In Fig. A1 we show a comparison between our LTE model D for η UMa (T_eff=17 000 K, logg=4.25, θ_LD=0.89 mas), the uncorrected OAO-2 spectrum of η UMa, and the UV energy distribution of η UMa from Bohlin et al. (1980) as compiled in Underhill & Doazan (1982). These comparisons use OAO-2 data that do not include the wavelength-dependent correction of Bohlin & Holm (1984), which is based on the choice of η UMa (HR 5191, HD 120315) as a fundamental UV standard star. In the UV, model D is in agreement with the observed energy distribution of Bohlin & Holm; however, the OAO-2 flux is higher between 1280 and 2040 Å, peaking at ∼30 per cent higher near 1550 Å. Bohlin & Holm correct for this OAO-2 flux excess. Applying this same correction to the OAO-2 data of β CMa improves the relative agreement between Model A and the OAO-2 data.
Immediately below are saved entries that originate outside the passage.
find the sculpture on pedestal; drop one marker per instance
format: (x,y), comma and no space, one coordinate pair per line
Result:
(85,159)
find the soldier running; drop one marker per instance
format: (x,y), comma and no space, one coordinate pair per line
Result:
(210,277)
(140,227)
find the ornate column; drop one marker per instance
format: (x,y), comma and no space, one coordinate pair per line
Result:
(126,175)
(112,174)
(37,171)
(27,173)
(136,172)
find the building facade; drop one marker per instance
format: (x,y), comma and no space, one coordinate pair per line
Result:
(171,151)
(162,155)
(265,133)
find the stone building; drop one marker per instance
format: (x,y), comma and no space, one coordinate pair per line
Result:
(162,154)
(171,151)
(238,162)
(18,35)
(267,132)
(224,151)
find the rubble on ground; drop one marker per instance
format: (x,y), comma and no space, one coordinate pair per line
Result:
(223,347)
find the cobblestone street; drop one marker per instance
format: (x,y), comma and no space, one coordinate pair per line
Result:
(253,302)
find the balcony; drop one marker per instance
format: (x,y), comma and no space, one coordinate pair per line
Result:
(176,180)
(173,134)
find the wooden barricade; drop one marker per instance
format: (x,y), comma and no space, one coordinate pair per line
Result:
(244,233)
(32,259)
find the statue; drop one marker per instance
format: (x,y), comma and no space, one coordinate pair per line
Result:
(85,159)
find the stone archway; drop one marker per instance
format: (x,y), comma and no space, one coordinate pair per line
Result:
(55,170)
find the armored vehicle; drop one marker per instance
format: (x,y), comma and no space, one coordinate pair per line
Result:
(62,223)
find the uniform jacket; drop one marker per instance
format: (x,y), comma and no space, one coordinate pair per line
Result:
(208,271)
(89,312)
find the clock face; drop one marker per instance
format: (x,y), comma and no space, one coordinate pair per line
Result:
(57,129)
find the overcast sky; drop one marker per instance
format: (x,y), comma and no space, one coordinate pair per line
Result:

With no correction, the match between the β CMa OAO-2 data and Model A is quite good below 2000 Å, but between 2000 and 2700 Å the model flux is systematically ∼20 per cent higher. With the correction, the agreement between the relative shapes of the model and OAO-2 energy distribution is much improved. Differences between Model A and the corrected OAO-2 data appear to be indicative of a problem with the zero-point in absolute calibration rather than an opacity effect in the model atmosphere. Here we note that the optical spectrophotometric flux for β CMa from Burnashev (1985) are systematically ∼15 per cent higher than the fluxes from Breger (1976) and Bastiaansen (1992).

Furthermore, Fig. A2 shows the comparison of the spectrophotometic data for αVir with model B, which supports the correction of Bohlin & Holm (1984). Optical spectrophotometric data for αVir are from Davis & Webb (1974) compiled by Breger (1976). A synthetic spectrum of the B1.5IV–V primary in the αVir system (HD 116658, HR 5056) is in very good agreement with the IUE, corrected OAO-2 and optical spectrophotometric data from 1200 to 8000 Å (Aufdenberg, Hauschildt & Baron 1998a).